Wednesday, August 13, 2008

Dogs of L.A.

The canyon air is like a breath of fresh L.A.
Liz Phair: "Dogs of L.A."

It is sunny and 77 degrees with 44% humidity. I woke up around 7:15, listened to a few songs from Rumours as I dressed and stretched. I ran along the waterfront in an oversized Harvard t-shirt from a Goodwill in downtown Brooklyn, listening to Lil' Kim sing about Fulton Street. I can now run far, pain-free, with my newfound lung capacity.

I continued my faux L.A. morning post-shower in some weird extreme outfit I decided to inhabit. Black jersey, plunging neckline, strappy sandals, Forever 21 amulet. A red tie-dyed fringed suede bag. Chipped manicured nails, iced coffee, sunglasses. Rachel Zoe Courtney Love Mary-Kate Stevie Nicks Grey Gardens Italian funeral + witchy. I liked it. I looked like I did voodoo or something. For the first time this morning I realized that maybe one day I'll become one of those crazy old Patti Smith type women. There is a certain comfort in looking a little crazy. Based on the looks I was getting, I had to remove most of my accessories by the time I got to my work neighborhood.

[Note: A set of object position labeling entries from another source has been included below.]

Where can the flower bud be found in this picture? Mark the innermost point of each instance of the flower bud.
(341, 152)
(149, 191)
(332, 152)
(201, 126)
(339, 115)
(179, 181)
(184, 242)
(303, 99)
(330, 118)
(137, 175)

In L.A. none of this would seem strange. Hippies, celebrities, Santa Ana winds, Scientologists and cults in general, the piercing sound of perpetual traffic, Chinatown. When I was last there, I saw people walking around Silverlake wearing those hair bands years before they made any appearance whatsoever on our Eastern shores. I once read the book Ask the Dust and I've never thought about L.A. the same way since. A city that had always seemed plastic, past-less, was now grounded in a Depression-era historical reality. It had, in effect, become a real place.

Liz Phair: "Go West"

Liz Phair is from Chicago, but for a period of time she lived in L.A. She won't talk about what she did out there (maybe by now she has). I like the songs on Whip-Smart about L.A. — hazy, sinister, broken, and vaguely lazy-sounding. "Go West" is the best one — about leaving her life and moving to L.A., I think. I highly relate to this song re: my life 2 years ago:

"Take off the parking brake
Go coasting into a different state
And I'm not looking forward to missing you
But I must have something better to do
I've got to tear my life apart
And go west, young man"

When I learned about Manifest Destiny in high school I finally started to understand this song, why people have been starting over ever westward for as long as we can remember. Looking back after my own "Go West" experience — although "west" was just south 2 hours to Philadelphia — I think this is one of my favorite songs of all time. In Escape from New York mode, "Go West," nestled between "Going to California" and "Midnight Train to Georgia," let me believe for a little while that when shit gets rough, maybe fleeing is a viable solution.